Secondary organic aerosol (SOA) formation from reaction of isoprene with nitrate radicals (NO3)

• Published in: Atmospheric Chemistry and Physics
• Main Authors: R. C. Flagan, P. O. Wennberg, J. D. Crounse, H. O. T. Pye, A. Sorooshian, P. S. Chhabra, J. D. Surratt, A. W. H. Chan, N. L. Ng, A. J. Kwan, J. H. Seinfeld
• Format: Article
• Language: English
• Published: Copernicus Publications 2008-08-01
• Online Access: http://www.atmos-chem-phys.net/8/4117/2008/acp-8-4117-2008.pdf

Secondary organic aerosol (SOA) formation from the reaction of isoprene with nitrate radicals (NO₃) is investigated in the Caltech indoor chambers. Experiments are performed in the dark and under dry conditions (RH&lt10%) using N₂O₅ as a source of NO₃ radicals. For an initial isoprene concentration of 18.4 to 101.6 ppb, the SOA yield (defined as the ratio of the mass of organic aerosol formed to the mass of parent hydrocarbon reacted) ranges from 4.3% to 23.8%. By examining the time evolutions of gas-phase intermediate products and aerosol volume in real time, we are able to constrain the chemistry that leads to the formation of low-volatility products. Although the formation of ROOR from the reaction of two peroxy radicals (RO₂) has generally been considered as a minor channel, based on the gas-phase and aerosol-phase data it appears that RO₂+RO₂ reaction (self reaction or cross-reaction) in the gas phase yielding ROOR products is a dominant SOA formation pathway.

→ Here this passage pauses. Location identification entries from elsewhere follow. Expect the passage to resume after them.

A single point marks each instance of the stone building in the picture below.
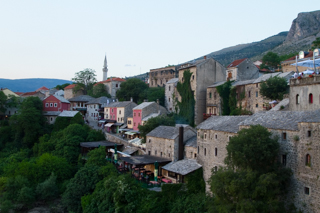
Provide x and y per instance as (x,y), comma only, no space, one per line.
(171,94)
(145,111)
(242,69)
(159,77)
(119,111)
(212,137)
(304,93)
(163,141)
(69,91)
(247,94)
(112,85)
(205,72)
(298,133)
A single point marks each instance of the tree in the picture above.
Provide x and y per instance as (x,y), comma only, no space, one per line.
(29,121)
(85,80)
(271,59)
(253,180)
(132,88)
(274,88)
(153,123)
(316,43)
(99,91)
(186,106)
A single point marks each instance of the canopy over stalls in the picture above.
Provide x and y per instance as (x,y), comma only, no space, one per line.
(141,160)
(182,167)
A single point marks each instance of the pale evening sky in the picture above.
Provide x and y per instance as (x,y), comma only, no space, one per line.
(55,39)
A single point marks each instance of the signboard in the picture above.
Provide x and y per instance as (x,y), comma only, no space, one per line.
(301,54)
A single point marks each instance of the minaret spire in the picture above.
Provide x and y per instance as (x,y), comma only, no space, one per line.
(105,69)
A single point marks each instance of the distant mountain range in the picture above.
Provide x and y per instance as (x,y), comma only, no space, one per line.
(30,84)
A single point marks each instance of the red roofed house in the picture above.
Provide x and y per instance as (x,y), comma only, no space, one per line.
(112,85)
(242,69)
(69,92)
(53,105)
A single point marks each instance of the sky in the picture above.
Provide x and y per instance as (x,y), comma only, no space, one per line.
(57,38)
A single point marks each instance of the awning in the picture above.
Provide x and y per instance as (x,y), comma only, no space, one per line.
(130,133)
(109,125)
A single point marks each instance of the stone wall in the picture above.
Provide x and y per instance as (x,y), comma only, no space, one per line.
(300,90)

A wide array of organic nitrates and peroxides are identified in the aerosol formed and mechanisms for SOA formation are proposed. Using a uniform SOA yield of 10% (corresponding to M_o≅10 μg m^−3), it is estimated that ~2 to 3 Tg yr^−1 of SOA results from isoprene+NO₃. The extent to which the results from this study can be applied to conditions in the atmosphere depends on the fate of peroxy radicals in the nighttime troposphere.